DecodeGenetics / BamHash

GNU General Public License v3.0
37 stars 8 forks source link

Check option #3

Open drchriscole opened 9 years ago

drchriscole commented 9 years ago

Like for the std md5sum command it would be really handy to have a 'check' option (-c) in order to check a fastq/bam vs it's bamhash to programmatically verify it's consistency.

Also, it's confusing that fastq read pairs are only counted once whereas they're counted twice in the bam. It would be clearer if the numbers agreed as well as the hashes. Thanks!

dpryan79 commented 9 years ago

I have a branch in my fork that implements essentially this in a program called bamhash_checksum_all. It accepts multiple BAM/fastq files and will print the checksum and count for each and then say whether they differ (it'll also set the exit status accordingly).
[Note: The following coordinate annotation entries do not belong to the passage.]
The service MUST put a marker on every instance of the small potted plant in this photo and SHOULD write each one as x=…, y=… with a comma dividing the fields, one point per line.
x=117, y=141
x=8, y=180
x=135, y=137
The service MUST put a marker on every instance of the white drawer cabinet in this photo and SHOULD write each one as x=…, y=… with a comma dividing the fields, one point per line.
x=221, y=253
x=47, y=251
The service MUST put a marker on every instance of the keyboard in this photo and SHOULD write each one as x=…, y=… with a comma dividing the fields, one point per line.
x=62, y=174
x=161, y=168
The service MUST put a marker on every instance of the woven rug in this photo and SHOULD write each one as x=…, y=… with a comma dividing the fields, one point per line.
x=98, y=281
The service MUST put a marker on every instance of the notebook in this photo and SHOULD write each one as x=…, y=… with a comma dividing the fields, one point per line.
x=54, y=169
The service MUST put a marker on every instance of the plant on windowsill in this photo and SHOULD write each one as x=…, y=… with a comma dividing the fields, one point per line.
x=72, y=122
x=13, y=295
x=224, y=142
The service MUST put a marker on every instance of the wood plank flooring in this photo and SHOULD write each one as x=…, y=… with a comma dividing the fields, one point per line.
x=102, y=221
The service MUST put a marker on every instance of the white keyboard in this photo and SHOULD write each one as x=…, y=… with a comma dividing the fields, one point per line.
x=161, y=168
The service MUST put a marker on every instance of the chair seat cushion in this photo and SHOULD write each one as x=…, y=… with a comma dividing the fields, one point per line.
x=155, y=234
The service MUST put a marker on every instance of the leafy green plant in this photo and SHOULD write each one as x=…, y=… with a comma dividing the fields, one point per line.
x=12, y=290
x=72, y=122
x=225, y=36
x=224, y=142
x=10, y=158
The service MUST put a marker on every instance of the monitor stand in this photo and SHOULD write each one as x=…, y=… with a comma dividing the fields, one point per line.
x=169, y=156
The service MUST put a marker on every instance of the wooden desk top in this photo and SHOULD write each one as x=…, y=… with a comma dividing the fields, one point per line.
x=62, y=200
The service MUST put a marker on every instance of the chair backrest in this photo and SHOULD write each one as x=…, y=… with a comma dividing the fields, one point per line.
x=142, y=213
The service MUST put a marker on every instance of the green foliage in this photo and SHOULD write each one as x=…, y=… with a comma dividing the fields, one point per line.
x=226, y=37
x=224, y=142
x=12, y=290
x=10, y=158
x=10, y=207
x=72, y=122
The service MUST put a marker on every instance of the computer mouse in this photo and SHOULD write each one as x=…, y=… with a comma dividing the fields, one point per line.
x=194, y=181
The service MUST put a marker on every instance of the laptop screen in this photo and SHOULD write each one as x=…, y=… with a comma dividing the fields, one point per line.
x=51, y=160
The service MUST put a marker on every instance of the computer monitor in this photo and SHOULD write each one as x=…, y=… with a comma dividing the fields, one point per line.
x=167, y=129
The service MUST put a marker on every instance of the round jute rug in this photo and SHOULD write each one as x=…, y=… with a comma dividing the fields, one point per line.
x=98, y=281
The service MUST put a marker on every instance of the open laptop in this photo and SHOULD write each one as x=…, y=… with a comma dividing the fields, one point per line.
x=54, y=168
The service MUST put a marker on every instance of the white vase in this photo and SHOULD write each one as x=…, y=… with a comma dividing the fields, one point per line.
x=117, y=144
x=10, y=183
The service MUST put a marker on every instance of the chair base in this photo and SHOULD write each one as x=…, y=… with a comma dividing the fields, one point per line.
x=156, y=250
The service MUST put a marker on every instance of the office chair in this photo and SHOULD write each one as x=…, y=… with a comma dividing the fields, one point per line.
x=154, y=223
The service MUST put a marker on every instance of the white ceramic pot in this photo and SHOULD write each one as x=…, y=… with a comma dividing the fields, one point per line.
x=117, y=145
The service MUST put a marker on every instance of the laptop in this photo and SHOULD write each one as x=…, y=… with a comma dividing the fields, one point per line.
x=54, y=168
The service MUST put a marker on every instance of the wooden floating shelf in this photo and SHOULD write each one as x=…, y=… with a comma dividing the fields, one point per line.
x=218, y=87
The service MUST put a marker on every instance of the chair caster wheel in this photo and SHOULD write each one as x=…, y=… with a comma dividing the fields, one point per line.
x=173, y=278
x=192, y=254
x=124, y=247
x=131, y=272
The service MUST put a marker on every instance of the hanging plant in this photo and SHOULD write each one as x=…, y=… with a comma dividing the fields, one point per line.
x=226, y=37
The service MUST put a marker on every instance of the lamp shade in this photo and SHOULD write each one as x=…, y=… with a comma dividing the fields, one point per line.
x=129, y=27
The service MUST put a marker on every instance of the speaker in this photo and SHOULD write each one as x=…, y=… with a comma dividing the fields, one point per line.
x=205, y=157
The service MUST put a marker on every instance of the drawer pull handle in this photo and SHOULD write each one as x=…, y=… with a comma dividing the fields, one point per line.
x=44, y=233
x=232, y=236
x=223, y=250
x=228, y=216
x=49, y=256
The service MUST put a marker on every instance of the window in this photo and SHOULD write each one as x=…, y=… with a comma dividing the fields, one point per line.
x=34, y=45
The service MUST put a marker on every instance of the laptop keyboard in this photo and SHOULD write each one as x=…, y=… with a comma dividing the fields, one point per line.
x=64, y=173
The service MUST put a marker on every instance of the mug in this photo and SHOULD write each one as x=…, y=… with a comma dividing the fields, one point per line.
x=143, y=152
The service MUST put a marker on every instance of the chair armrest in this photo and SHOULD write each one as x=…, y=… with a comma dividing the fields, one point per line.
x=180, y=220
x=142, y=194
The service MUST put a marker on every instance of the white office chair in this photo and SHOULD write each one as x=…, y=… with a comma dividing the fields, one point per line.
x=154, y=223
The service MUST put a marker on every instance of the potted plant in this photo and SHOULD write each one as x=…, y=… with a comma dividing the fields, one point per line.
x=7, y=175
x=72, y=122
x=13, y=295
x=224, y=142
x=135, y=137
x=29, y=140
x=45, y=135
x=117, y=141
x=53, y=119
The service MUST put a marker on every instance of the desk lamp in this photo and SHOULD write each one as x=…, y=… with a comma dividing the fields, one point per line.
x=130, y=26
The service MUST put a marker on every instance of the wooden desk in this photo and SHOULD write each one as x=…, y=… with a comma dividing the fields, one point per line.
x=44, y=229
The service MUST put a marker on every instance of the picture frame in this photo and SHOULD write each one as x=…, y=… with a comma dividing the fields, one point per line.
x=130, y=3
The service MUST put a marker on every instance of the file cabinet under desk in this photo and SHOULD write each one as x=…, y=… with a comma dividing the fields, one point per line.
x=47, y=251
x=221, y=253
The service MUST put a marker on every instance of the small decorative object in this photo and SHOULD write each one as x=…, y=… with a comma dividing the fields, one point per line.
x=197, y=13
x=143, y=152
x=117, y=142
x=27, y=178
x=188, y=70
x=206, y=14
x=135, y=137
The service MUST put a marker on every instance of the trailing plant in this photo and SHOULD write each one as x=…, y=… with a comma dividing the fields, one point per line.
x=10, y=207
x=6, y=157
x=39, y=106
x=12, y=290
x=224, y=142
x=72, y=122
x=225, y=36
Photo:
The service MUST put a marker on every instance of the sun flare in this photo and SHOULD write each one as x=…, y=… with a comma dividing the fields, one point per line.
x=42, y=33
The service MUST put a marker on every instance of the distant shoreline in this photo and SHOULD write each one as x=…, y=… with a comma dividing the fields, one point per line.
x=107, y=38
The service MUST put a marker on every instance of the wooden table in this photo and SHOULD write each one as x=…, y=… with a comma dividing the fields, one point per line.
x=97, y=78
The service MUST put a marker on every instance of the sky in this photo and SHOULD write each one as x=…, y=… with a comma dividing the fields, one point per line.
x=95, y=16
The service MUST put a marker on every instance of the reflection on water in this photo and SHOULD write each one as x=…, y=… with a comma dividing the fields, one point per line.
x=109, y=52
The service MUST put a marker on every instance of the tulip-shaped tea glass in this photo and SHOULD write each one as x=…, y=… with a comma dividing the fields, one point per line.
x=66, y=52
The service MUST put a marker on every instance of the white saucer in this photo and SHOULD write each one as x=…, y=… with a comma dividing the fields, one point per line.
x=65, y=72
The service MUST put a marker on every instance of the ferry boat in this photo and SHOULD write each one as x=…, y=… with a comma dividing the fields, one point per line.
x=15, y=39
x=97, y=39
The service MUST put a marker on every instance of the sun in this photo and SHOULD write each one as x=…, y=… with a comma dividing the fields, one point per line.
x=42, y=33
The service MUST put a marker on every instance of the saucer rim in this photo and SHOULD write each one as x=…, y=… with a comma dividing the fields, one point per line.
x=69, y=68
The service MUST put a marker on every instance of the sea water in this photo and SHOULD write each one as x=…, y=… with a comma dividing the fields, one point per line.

drchriscole commented 9 years ago

Thanks, that's neat. However, that wasn't (quite) the behaviour I was after.

With 'md5sum -c', you provide it with a file containing filenames and md5 hashes and it goes through each file checking whether hashes match. It reports OK or Fail for each as it goes along. e.g.
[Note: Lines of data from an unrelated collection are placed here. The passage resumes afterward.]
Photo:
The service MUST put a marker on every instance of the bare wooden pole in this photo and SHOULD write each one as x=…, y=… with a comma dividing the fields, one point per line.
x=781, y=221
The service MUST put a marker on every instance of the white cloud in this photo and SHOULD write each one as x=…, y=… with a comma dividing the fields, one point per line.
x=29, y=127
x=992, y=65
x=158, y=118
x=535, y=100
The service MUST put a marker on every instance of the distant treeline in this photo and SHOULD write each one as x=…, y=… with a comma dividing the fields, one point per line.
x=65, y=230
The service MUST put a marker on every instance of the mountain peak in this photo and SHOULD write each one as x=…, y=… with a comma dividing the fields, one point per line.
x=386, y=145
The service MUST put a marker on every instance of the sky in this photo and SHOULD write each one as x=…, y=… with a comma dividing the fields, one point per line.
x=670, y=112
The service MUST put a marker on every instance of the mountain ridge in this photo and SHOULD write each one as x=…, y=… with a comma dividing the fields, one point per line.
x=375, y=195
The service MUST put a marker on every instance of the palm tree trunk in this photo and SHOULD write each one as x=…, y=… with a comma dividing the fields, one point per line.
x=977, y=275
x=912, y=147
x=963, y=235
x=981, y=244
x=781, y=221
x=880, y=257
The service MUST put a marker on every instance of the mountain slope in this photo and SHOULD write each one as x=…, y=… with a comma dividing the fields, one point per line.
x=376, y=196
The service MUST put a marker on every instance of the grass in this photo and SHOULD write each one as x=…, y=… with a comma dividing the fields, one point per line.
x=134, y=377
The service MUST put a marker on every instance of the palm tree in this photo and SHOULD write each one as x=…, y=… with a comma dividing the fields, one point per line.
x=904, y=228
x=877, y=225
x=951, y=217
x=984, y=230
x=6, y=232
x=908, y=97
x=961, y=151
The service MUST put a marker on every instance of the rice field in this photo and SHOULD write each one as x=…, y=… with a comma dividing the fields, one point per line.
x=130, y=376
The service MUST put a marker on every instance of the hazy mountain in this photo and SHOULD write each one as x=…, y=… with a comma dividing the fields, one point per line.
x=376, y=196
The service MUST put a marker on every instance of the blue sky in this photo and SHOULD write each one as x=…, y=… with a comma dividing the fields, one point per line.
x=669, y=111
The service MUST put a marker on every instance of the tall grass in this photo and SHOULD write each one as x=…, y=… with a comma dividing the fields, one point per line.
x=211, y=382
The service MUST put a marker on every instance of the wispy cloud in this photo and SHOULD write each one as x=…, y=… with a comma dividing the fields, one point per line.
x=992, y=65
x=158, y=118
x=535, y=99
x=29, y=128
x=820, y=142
~/tmp> cat md5sums 0bb17fbf22eeb5ff8bc1e1e5401214ef rand1.csv af5d00fd5c1a7e66dfa770c229eb9bac rand2.csv 74346ab1470c74e38d5c91db0b57ea23 rand3.csv ~/tmp> md5sum -c md5sums rand1.csv: OK rand2.csv: OK rand3.csv: FAILED md5sum: WARNING: 1 of 3 computed checksums did NOT match

I wonder if something similar could be acheived here, simply for the bam files? Because once the BAMs are confirmed to be consistent with the fastqs you don't the fastqs anymore. 0bb17fbf22eeb5ff8bc1e1e5401214ef aligned.bam

dpryan79 commented 9 years ago

Ah, I misunderstood. That would indeed be useful.

drchriscole commented 9 years ago

That is not to say that this branch is not a useful addtion. It is. I'd like to see this branch merged with the trunk.